Complete list of 8,000+ Thatcher statements & texts of many of them

1970 Jun 23 Tu
Margaret Thatcher

Interview for Finchley Times

Document type: Speeches, interviews, etc.
Document kind: Interview
Venue: Unknown
Source: Finchley Times, 26 June 1970
Journalist: Alison Hulls, Finchley Times
Editorial comments: Time and place unknown.
Importance ranking: Major
Word count: 398
Themes: -


Plan C—Barnet's comprehensive schools scheme—could be scrapped or altered following Mrs. Margaret Thatcher's appointment as Secretary of State for Education and Science.

On Tuesday Mrs. Thatcher said she continued to be bombarded with objections from the borough to the present plan. “The protests are getting so great by teachers and parents it would seem that on ordinary democratic grounds the Barnet Borough education authority would reconsider the plan,” she told me.

Mrs. Thatcher went on: “I would hope the authority would be just as sensitive to democratic procedure as I am One of the first questions a Minister would ask is whether it has the full approval of teachers and parents.”

But her close friend, Councillor Victor H. Usher, Chairman of Barnet Education Committee, said he could not agree about the strength of objections.

He added: “Until we have more information from the Minister of her intentions, so far as I am concerned the plan goes ahead as passed by the council.


“If she wants us to say she doesn't want us to alter the present grammar school system—we would have the whole borough up in arms. But if the department is able to offer us the hope that we might improve what we have already passed. I am sure the committee would reconsider the plan in the light of these improvements.

“If they give us something concrete we can work on it.”

Councillor Usher admitted that some changes were being made to some of the heavily criticised linked school schemes.

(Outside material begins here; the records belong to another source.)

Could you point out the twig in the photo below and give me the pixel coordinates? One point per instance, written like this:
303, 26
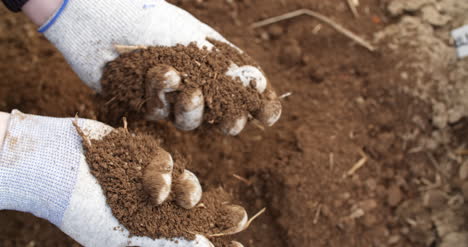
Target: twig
80, 132
331, 159
436, 165
124, 119
352, 7
256, 123
285, 95
122, 49
462, 152
317, 214
321, 18
358, 165
243, 229
246, 181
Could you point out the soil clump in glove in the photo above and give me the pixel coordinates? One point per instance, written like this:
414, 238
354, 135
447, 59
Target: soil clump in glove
127, 82
121, 162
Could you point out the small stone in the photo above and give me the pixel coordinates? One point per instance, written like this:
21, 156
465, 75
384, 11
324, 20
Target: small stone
434, 199
368, 205
463, 172
465, 190
275, 31
369, 220
371, 184
291, 54
394, 239
394, 195
432, 16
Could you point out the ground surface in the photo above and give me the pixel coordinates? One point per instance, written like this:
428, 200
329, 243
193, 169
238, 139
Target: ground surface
346, 102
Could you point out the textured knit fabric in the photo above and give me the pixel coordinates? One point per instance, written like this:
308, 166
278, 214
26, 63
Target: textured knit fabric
38, 165
86, 31
14, 5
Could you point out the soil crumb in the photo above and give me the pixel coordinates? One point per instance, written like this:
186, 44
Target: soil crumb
118, 162
225, 98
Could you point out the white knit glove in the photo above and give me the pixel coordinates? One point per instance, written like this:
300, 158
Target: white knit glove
43, 171
85, 31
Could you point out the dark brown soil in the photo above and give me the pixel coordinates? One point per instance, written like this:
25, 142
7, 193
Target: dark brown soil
120, 161
344, 99
126, 91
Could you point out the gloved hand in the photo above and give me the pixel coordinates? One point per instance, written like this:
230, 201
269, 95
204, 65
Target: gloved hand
43, 171
86, 31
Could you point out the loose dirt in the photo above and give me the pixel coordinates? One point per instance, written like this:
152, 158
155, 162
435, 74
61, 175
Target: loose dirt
120, 162
344, 99
125, 81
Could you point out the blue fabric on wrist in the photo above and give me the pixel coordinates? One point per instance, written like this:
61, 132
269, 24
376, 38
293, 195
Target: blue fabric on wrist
54, 18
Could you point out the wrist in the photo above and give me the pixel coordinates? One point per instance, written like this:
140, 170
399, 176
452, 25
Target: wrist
39, 161
40, 11
4, 120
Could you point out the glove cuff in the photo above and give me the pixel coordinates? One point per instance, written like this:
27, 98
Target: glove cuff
85, 31
39, 163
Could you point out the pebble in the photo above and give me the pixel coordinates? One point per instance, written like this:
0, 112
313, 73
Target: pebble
394, 195
394, 240
275, 31
368, 205
465, 190
434, 199
463, 172
371, 184
291, 53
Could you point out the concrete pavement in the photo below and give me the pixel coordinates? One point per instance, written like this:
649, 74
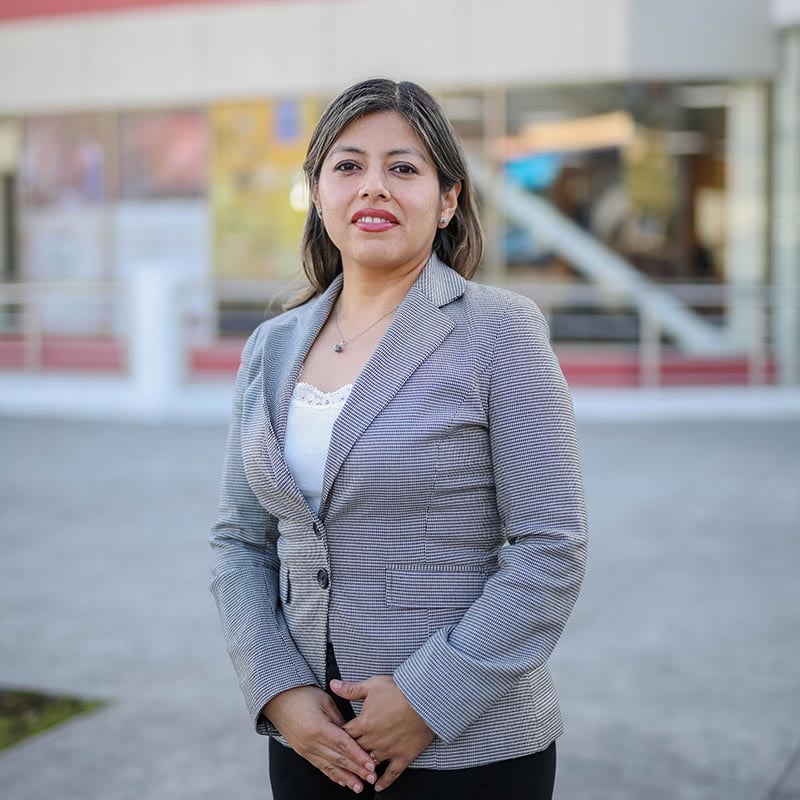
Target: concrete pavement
678, 671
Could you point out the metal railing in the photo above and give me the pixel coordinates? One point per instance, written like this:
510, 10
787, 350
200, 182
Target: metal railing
33, 314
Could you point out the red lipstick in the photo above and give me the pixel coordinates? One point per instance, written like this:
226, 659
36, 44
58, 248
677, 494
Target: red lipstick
374, 220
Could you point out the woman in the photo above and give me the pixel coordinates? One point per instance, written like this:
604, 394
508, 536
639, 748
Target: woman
402, 503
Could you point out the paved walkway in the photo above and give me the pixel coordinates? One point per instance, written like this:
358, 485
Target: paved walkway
678, 671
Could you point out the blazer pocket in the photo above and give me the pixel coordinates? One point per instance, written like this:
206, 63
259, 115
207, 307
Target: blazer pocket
285, 587
434, 585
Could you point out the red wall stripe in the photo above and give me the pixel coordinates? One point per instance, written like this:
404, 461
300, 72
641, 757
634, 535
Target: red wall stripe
25, 9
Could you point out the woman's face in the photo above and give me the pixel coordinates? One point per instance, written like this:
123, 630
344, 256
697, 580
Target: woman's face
379, 194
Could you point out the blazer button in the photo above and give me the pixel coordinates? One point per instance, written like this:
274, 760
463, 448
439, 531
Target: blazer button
322, 578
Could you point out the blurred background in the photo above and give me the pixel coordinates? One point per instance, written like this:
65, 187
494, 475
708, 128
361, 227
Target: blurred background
638, 165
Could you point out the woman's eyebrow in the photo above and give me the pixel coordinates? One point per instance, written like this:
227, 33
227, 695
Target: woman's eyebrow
396, 151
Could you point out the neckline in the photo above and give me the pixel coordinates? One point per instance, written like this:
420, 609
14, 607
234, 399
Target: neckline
308, 394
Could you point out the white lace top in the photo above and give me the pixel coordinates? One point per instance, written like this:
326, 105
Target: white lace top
312, 413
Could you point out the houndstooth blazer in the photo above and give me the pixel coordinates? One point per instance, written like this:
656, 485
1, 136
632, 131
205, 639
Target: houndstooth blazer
450, 542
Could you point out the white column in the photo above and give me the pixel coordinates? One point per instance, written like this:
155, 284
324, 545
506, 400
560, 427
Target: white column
786, 203
155, 355
746, 208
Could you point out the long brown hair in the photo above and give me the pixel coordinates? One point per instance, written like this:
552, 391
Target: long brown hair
460, 244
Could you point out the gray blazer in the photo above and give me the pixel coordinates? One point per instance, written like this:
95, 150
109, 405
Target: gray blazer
450, 543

Christ Church, Finchley, and Elizabeth Allen, Barnet, will no longer be linked.

Mrs. Thatcher is to withdraw the Labour Government's 1965 circular which instructed authorities to submit comprehensive schemes, leaving them free to “think again.”

She told me she hoped this responsibility would be used properly with respect to the wishes of the electorate.

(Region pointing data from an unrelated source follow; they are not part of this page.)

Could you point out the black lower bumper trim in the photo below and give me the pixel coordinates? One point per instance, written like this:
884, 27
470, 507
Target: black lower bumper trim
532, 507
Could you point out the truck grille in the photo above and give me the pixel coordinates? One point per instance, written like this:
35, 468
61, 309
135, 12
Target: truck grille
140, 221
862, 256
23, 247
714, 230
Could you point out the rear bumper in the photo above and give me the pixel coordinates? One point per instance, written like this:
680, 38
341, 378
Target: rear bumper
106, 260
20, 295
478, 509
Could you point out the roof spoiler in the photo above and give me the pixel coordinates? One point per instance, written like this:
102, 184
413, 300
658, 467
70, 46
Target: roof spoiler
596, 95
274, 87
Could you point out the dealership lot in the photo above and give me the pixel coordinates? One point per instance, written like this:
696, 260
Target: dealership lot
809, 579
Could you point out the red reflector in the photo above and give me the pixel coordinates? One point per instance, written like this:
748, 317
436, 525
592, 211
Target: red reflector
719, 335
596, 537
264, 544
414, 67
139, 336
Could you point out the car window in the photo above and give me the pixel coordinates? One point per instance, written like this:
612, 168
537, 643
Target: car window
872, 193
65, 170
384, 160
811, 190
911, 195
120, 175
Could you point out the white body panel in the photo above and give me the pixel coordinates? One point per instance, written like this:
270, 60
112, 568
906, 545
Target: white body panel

The withdrawal of the circular may cause other Barnet councillors to change their minds. Already one-third of them are publicly pledged to ask Mrs. Thatcher to review Plan C. Two of the 20, Councillor Frank Gibson and Councillor Norman Sapsted, both from Finchley, will see Mrs. Thatcher, today, Friday.

Today, she will also receive a deputation of officers from the anti-Plan C Barnet Parents' Council.